Wiewiorra Hopp Architekten, Berlin

Architektur

Wiewiorra Hopp Architekten, Berlin

Bauherr

Carsten Wiewiorra, Berlin

Projektbeteiligte

Kleinschmidt Bau, Berlin (Ausbau); Redstone, Bremen (Dämmung); 8punkt8, Berlin (Fenster und Türen); Martin Böker, Hintersee (Dach); Morgenstern Bauausführung, Spornitz (Fundamente); BMK , Brandenburg/Havel (Montage); Danfoss, Offenbach (Heizung)

Jahr

2009

Ort

Berlin, Wolliner Straße 50

Beschreibung

Bedingt durch den flächendeckenden Bau langweiliger Wohnhäuser in Großwohnsiedlungen ohne Qualität und Anspruch haben Plattenbauten heute ein schlechtes Image. Bauträger und Investoren entscheiden sich meistens für ihren Abriss, um Platz für neue Projekte zu schaffen. Dabei werden nach Meinung von Architekt Carsten Wiewiorra wertvolle Baustoffe verschwendet, da gerade die Großtafelbauweise aus Betonfertigteilen recycelbare Bauelemente liefert, die sich ohne großen Aufwand sofort wieder einsetzen lassen. Um dies zu beweisen, baute Wiewiorra unweit seines Büro einen Prototypen aus Plattenbaubetonfertigteilen im Hinterhof der Wolliner Straße, einem geschichtsträchtigen Ort unweit des ehemaligen Grenzstreifens an der Bernauer Straße in Berlin. Anlässlich des 20. Jahrestages des Mauerfalls wurde der Plattenpalast als Galerie mit wechselnden Ausstellungen eröffnet.

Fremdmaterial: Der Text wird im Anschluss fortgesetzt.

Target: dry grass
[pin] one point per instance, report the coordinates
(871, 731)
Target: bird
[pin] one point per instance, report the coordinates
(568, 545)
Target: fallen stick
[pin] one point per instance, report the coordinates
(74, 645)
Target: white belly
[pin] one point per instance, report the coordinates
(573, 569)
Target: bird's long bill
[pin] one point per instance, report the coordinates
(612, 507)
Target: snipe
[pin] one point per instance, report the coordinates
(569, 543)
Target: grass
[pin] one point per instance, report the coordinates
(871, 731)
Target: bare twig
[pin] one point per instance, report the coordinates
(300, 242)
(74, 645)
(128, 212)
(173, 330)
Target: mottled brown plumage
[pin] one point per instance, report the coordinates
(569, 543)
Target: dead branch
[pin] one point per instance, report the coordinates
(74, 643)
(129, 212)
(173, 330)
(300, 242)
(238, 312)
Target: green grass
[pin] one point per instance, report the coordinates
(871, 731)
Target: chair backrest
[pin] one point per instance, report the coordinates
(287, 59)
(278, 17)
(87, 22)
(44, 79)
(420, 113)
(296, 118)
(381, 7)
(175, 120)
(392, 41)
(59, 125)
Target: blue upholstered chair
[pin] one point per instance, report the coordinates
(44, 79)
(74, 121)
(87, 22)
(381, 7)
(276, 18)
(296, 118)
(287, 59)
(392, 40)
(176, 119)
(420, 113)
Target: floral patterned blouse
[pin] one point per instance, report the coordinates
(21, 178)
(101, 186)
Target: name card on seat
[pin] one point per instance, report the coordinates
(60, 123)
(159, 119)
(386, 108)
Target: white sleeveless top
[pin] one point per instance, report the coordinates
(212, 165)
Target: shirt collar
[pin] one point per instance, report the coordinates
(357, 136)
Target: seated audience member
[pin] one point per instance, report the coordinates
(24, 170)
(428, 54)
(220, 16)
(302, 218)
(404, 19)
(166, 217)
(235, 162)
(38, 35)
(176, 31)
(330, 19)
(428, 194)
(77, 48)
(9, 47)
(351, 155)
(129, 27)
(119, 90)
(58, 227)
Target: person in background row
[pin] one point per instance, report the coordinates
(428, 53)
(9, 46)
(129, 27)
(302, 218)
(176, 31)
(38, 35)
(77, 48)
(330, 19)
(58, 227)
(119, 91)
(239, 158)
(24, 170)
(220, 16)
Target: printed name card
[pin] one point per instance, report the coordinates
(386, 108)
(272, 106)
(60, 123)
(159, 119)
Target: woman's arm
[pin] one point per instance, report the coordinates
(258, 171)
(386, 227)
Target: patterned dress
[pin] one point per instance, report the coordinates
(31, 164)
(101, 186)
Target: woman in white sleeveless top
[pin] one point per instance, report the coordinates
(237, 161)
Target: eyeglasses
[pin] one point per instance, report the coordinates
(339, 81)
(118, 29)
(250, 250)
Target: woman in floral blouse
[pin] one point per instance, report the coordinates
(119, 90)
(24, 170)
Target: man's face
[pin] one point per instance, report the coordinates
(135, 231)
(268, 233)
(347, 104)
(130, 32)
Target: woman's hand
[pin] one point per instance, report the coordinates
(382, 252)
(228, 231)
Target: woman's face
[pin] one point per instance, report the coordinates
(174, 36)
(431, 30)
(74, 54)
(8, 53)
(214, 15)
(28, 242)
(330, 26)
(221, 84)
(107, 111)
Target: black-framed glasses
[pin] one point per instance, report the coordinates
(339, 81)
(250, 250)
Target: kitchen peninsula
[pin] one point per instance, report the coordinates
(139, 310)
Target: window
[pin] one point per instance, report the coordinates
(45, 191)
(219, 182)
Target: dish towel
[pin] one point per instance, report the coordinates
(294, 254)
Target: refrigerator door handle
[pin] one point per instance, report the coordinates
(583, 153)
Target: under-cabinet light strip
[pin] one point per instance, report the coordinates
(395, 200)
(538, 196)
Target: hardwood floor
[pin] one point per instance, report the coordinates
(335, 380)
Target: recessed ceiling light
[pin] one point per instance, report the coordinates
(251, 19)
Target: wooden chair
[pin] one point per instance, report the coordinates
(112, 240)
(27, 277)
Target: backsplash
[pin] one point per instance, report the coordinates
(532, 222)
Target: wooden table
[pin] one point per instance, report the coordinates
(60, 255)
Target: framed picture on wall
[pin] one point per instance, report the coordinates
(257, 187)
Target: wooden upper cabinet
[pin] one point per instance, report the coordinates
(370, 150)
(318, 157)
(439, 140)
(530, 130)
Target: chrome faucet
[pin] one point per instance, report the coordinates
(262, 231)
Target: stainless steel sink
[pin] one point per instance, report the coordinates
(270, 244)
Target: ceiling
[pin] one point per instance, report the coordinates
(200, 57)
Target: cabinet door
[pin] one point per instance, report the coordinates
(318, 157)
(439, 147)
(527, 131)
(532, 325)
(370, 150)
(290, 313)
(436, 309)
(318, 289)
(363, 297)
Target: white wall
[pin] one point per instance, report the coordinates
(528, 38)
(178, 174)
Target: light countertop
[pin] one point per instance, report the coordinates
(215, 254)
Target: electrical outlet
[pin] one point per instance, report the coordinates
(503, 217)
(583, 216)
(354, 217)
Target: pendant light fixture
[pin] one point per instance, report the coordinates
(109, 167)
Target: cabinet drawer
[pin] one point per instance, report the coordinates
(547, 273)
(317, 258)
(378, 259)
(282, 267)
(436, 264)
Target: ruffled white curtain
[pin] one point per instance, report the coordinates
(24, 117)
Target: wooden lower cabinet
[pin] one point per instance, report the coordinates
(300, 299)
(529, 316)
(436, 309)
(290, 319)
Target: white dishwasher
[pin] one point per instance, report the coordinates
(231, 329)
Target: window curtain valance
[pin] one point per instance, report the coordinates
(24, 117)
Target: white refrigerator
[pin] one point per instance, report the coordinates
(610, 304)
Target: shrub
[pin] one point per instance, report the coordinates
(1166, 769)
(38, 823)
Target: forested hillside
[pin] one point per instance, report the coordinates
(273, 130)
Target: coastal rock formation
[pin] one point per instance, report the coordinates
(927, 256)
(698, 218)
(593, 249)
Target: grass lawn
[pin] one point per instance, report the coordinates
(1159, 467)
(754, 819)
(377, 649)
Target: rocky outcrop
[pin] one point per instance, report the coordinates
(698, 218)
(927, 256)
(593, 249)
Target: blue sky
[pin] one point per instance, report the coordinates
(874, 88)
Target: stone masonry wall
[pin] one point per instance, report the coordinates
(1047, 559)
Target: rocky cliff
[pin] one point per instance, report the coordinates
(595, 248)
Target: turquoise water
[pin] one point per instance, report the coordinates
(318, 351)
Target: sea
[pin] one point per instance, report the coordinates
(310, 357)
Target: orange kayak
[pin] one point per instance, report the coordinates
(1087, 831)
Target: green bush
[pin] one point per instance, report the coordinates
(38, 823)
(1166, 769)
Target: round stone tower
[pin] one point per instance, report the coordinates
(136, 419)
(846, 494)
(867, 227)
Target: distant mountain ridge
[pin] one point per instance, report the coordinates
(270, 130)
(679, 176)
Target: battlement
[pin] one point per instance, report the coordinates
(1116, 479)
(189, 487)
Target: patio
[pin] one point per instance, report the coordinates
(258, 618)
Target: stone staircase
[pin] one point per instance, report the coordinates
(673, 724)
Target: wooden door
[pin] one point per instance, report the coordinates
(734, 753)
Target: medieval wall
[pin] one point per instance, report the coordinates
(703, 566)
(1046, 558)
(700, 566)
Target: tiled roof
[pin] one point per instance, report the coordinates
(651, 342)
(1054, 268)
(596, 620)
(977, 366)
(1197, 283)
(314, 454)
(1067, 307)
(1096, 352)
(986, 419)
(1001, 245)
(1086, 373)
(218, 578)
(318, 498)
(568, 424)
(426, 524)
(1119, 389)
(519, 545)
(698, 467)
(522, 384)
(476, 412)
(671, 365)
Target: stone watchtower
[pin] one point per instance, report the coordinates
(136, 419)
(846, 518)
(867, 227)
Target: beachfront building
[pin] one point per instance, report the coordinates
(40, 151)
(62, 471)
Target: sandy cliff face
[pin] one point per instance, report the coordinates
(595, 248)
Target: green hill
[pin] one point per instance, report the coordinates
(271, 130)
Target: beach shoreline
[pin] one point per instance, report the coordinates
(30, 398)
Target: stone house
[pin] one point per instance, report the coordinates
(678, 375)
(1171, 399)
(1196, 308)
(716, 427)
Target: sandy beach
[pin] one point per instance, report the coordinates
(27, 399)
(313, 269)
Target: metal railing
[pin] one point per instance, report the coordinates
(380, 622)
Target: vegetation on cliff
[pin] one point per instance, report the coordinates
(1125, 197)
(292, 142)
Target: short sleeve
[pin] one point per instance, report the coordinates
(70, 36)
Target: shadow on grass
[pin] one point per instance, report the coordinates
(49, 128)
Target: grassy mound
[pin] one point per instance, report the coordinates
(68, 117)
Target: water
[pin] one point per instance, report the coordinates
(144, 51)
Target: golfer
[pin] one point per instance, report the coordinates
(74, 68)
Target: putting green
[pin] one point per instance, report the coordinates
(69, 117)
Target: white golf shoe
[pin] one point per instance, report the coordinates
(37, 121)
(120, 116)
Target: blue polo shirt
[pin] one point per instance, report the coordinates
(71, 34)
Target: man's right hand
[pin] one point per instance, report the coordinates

Das außergewöhnliche Projekt, das sicherlich eine Diskussion über den Umgang mit Roh- und Wertstoffen auslösen wird, ist zudem Teil einer Studie des Forschungslabors des Instituts für Erhaltung und Modernisierung von Bauwerken an der TU Berlin. Diese hatte die zentrale Frage der Wiederverwertung von Großflächenplatten aus der Wohnungsbauserie 70 (WBS 70) zum Thema. Untersucht wurden die Einsatzmöglichkeiten recycelbarer Materialien und die damit verbundenen notwendigen Maßnahmen. Im Vorfeld fand eine Bedarfsermittlung für Wohnraum statt und - nach eingehender Analyse - stellt die Studie fest, dass dieser nach neuen Wohn- und Reihenhäusern in kleinerem Maßstab und alternativen Standorten stetig ansteigt. Gleichzeitig sollen bis 2020 rund 350.000 Wohnungen in Plattenbauten zurückgebaut werden.

Als erstes erarbeiteten die Architekten optimale Grundrisse für ein Kleinsthaus, das die Grundbedürfnisse Wohnen, Essen und Schlafen bedient, dessen Struktur jedoch modular erweiterbar und als Baukastensystem bis zu drei Geschossen konzipiert ist. Der Raum basiert auf einem L- oder U-förmigen Grundriss, der sich diagonal in die Höhe entwickelt. Große Öffnungen sorgen für einen hohen Lichteinfall.

Beton

Beim Komplettrückbau der Plattenbauten wird im Allgemeinen eine bauteilzerstörende Abbruchmethode gewählt. Mit dem Ziel demontagefähige und recyclingfähige Gebäudekonstruktionen zu testen, wurden aus aktuellen Rückbauvorhaben Bauelemente zur Wiederverwertung sorgfältig abgetragen. Für das Testgebäude Plattenpalast fanden hauptsächlich Wand- und Deckenelemente Verwendung. Nach Prüfung auf Funktionsfähigkeit und Materialqualität wurden die 13 abgetragenen Platten zunächst im Innenraum der Peter-Behrens Halle unter optimalen Bedingungen aufgebaut. In dieser Phase fand auch ein Vergleich der unterschiedlichen Methoden des Betonsägens und der möglichen Verbindungen statt. Alle wiederverwendeten Baustoffe wurden, ebenso wie die neuen Materialien, auf Umweltverträglichkeit, Energiebilanz und Wiederverwertbarkeit geprüft. Für den Innenausbau sollten ebenfalls recycelbare Baustoffe und Fertigteile Verwendung finden.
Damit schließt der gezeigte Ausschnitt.